To answer this question, we must first look at how we can model a program, and then ask questions about this model.

4.1. Basic path coverage

All code can be represented as a Graph.

In particular, each line represents a node in our graph, and each execution can lead to a different node: this is a Control Flow Graph.

Usually, there is an implicit link between each line, as the program is executed sequentially. AlThough, a if can occur, and connect us to a different line in the program.

Let’s see an example:

 static Boolean doYourThing(final Integer a, final Integer b) {
   Boolean exit;
   if (a < 5 && b > 17) {
     exit = true;
   }
   if (a < -1 && b <= 42) {
     exit = false;
   }
   return exit;
 }

We effectively have 9 nodes, because we have 9 lines (lines 1 to 9, as line 10 is decorative only).

Furthermore, because we do not have goto statements, the entry point 1 and the exit point of the function 9 are the same nodes:

Now it’s just a matter of counting the flow branches we see: we have 3 branches.

4.2. McCabe Cyclomatic Complexity

Given a program represented as a control flow graph, we can define its cyclomatic complexity M as follows:

\(M = E - N + 2P\)

with:

E: number of edges;
N: number of nodes;
P: number of connected components.

In our previous example, we have M = 9 - 8 + 2×1 = 3.

We can see that the number of branches is equal to the cyclomatic complexity in this case.

4.3. Number of tests

In the general case, the cyclomatic complexity represents the upper bound of the number of tests required to achieve full branch coverage, but is only a lower bound on the number of tests required to achieve full path coverage:

branch coverage ≤ M ≤ number of paths

It’s a good proxy for how many tests is required for a given function.

Often, the cyclomatic complexity of a function is limited to 10 by static analysis tools. Another perspective on this is: if you have a function with a cyclomatic complexity greater than 10, have you written at least 10 tests for it?

4.4. Combinatorial Testing

The minimal coverage doesn’t take into account every input values of parameter the function takes.

This raises the following question: what is the number of tests needed to actually cover its behaviour for its input space?

4.5. Number of tests: upper bound

This is the product over all inputs of the number of values that a given input can take.

In our previous example, it would be (number of values for a)×(number of values for b) = (2³¹⁻¹)² = 4.6×10¹⁷.

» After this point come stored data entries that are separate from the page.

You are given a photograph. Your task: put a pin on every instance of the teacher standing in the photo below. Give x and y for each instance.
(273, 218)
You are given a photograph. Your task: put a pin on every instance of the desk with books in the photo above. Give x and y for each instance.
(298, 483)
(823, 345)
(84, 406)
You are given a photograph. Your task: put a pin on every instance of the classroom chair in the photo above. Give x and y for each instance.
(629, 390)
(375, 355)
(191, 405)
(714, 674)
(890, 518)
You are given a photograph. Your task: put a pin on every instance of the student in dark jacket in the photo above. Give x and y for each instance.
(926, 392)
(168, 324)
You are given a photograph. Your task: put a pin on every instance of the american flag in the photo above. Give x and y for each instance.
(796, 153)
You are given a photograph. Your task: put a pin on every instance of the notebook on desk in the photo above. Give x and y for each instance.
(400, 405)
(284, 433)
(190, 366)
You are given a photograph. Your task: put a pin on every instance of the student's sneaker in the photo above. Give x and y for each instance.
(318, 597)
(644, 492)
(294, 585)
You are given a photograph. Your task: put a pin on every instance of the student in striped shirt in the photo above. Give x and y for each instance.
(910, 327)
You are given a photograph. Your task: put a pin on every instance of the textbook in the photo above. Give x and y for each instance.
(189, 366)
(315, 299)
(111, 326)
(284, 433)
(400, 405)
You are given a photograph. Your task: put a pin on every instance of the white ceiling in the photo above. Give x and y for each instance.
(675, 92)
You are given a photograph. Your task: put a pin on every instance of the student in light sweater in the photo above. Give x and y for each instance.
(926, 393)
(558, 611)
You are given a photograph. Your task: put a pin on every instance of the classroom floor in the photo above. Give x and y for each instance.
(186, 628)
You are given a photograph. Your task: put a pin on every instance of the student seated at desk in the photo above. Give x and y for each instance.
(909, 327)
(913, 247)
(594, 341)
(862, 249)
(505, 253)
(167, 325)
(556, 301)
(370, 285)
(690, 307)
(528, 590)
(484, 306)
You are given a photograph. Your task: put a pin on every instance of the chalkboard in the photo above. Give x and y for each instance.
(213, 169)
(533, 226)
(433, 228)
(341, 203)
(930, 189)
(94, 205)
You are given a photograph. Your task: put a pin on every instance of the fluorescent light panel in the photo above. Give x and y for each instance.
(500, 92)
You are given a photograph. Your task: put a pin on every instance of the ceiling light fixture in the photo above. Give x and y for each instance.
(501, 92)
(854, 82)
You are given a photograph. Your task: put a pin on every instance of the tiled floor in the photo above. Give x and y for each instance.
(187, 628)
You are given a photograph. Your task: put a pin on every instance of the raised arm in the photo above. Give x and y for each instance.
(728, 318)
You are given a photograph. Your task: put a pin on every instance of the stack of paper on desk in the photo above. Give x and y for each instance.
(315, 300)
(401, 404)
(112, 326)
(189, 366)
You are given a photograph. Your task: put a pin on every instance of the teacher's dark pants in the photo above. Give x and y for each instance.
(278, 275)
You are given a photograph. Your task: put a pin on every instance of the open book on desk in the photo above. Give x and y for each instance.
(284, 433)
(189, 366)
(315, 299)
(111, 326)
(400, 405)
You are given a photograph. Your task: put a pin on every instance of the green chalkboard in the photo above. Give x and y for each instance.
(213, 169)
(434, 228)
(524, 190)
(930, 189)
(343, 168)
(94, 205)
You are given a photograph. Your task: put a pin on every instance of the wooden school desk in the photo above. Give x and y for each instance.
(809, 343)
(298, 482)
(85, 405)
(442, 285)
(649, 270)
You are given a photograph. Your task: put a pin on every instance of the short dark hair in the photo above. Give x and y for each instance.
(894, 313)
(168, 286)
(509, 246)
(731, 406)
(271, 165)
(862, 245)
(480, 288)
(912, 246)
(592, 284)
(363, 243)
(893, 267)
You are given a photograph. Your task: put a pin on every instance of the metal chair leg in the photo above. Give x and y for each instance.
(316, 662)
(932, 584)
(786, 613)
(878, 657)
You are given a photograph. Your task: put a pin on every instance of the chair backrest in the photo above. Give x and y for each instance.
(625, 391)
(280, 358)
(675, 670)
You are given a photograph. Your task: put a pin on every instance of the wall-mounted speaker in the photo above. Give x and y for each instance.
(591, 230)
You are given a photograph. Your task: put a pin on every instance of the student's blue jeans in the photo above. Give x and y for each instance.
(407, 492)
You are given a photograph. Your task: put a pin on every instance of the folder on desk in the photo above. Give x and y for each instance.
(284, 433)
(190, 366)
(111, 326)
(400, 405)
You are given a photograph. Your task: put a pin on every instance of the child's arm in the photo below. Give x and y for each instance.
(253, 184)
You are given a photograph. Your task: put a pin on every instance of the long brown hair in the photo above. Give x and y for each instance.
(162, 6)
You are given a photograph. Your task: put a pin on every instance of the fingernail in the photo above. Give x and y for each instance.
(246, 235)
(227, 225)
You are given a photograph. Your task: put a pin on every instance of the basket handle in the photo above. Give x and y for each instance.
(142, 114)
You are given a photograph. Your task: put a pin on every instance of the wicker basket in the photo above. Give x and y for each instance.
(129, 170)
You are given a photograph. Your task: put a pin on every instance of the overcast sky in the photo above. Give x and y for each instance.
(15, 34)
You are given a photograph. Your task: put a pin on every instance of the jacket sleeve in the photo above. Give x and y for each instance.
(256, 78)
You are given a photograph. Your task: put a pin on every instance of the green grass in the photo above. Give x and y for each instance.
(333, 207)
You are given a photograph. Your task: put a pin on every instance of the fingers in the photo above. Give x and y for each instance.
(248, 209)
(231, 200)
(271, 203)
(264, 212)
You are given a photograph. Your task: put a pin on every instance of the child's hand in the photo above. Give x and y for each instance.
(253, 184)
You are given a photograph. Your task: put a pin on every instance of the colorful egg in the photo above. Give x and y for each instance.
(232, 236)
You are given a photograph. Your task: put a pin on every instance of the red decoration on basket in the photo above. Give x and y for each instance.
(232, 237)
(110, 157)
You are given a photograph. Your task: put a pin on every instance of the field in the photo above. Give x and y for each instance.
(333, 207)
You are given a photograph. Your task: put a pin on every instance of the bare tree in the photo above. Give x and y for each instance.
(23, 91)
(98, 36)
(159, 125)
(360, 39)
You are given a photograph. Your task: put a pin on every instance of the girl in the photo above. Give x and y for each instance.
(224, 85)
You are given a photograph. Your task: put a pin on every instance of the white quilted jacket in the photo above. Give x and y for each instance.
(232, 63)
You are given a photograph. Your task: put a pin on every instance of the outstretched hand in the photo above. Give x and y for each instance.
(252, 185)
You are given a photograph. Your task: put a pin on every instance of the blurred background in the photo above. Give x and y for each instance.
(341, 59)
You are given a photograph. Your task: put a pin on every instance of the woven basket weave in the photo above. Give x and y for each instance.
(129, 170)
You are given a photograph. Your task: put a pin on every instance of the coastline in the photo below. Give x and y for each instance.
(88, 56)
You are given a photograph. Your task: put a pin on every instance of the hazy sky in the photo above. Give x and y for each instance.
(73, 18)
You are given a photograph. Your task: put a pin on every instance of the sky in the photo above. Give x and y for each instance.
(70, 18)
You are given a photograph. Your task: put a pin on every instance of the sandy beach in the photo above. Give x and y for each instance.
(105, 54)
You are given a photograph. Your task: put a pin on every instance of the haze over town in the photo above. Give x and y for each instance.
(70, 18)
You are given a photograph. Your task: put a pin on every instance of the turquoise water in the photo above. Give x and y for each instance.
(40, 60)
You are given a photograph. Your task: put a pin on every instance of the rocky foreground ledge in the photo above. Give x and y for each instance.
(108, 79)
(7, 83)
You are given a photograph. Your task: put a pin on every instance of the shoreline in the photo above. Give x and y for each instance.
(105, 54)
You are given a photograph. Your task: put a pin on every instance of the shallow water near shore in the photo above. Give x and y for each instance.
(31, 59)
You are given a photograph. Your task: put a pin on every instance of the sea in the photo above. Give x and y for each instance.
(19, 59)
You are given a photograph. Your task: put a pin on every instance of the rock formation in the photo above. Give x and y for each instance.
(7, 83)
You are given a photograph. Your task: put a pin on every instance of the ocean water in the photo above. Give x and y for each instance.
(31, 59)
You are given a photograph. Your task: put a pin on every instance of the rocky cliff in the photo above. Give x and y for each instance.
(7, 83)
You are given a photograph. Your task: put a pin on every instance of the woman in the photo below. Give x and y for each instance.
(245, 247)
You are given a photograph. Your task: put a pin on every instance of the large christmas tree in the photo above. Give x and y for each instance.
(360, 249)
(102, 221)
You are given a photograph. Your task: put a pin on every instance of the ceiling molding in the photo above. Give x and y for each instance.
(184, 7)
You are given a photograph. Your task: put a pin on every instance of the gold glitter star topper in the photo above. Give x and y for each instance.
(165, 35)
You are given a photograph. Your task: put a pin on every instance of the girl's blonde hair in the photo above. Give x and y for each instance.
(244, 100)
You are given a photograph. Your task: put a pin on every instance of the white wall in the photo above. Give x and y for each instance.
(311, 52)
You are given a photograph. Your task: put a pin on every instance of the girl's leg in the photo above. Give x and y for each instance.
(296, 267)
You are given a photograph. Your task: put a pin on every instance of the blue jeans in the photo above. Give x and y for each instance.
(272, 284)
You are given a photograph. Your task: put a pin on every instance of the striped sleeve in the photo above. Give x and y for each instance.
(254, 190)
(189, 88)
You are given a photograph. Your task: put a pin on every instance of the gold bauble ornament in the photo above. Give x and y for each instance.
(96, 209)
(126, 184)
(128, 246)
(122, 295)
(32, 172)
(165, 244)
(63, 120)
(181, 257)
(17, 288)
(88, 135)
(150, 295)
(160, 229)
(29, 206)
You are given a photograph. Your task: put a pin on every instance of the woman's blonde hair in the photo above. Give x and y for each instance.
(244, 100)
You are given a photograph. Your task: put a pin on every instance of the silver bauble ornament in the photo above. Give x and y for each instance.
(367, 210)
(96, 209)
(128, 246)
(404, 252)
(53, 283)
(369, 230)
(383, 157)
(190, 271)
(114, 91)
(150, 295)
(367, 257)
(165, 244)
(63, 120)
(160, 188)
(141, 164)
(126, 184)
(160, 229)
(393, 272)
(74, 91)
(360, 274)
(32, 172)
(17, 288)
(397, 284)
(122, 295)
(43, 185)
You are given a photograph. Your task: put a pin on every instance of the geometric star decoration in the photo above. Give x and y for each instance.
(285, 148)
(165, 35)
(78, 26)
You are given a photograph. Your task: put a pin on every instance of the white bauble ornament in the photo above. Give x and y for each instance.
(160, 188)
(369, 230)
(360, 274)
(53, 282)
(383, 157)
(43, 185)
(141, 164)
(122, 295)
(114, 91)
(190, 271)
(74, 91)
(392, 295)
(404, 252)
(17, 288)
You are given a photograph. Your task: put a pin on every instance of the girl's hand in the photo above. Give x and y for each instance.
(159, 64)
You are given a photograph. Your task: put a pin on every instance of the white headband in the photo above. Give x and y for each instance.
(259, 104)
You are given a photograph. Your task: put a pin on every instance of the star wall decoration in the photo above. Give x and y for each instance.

4.6. Empirical upper bound: Combinatorial Testing

This is a lot of tests.

Luckily, it has been shown that “when a program has many parameters, then exhaustive combinations of a few of them tend to uncover almost all problems”.

We can then wonder how many tests might be needed to actually tests a t set of parameters of a given function. Unfortunately, this is not known, but an upper bound has been found so far:

\(upperBound = \nu^tlog(N)\)

with ν the number of states a given parameter can take, t is the number of parameters to take at the same time and N is the total number of the function’s parameters.

For our previous example, whose signature is repeated here:

Boolean doYourThing(final Integer a, final Boolean b, final Boolean c)

We have:

t	upperBound
2	5×10¹⁸
3	1×10²⁸

upperBound

5×10¹⁸

1×10²⁸

Programs exists to actually estimate a better number of tests, and even generate those automatically (by the NIST here (archive)).

4.7. Effectiveness of coverage testing

Coverage testing is a way to ensure we detect faults in the code.

The number of faults in a given code being unknown, we may ask the following question: “Does a% of MC/DC coverage correlate with a particular level of fault coverage?”

Y. Wei & all (2010) (archive), gave a partial answer to this. It seems that there is a strong correlation of fault detection when the MC/DC coverage is growing from a low value, but it is rather low in the middle, and it is rather high when the coverage approaches 100% (at least, with random testing).

You can effectively see random testing as a function that looks like a logit function, with number of faults detected in y-axis, and number of tests in x-axis:

5. Reference

The content of this post is mostly inspired from reading Embedded Software Development for Safety-Critical Systems (2016) by Chis Hobbs (based on multiple standards for Medical, Planes, Trains & Automotive industries.). ISBN: 9781498726702. Section V.17.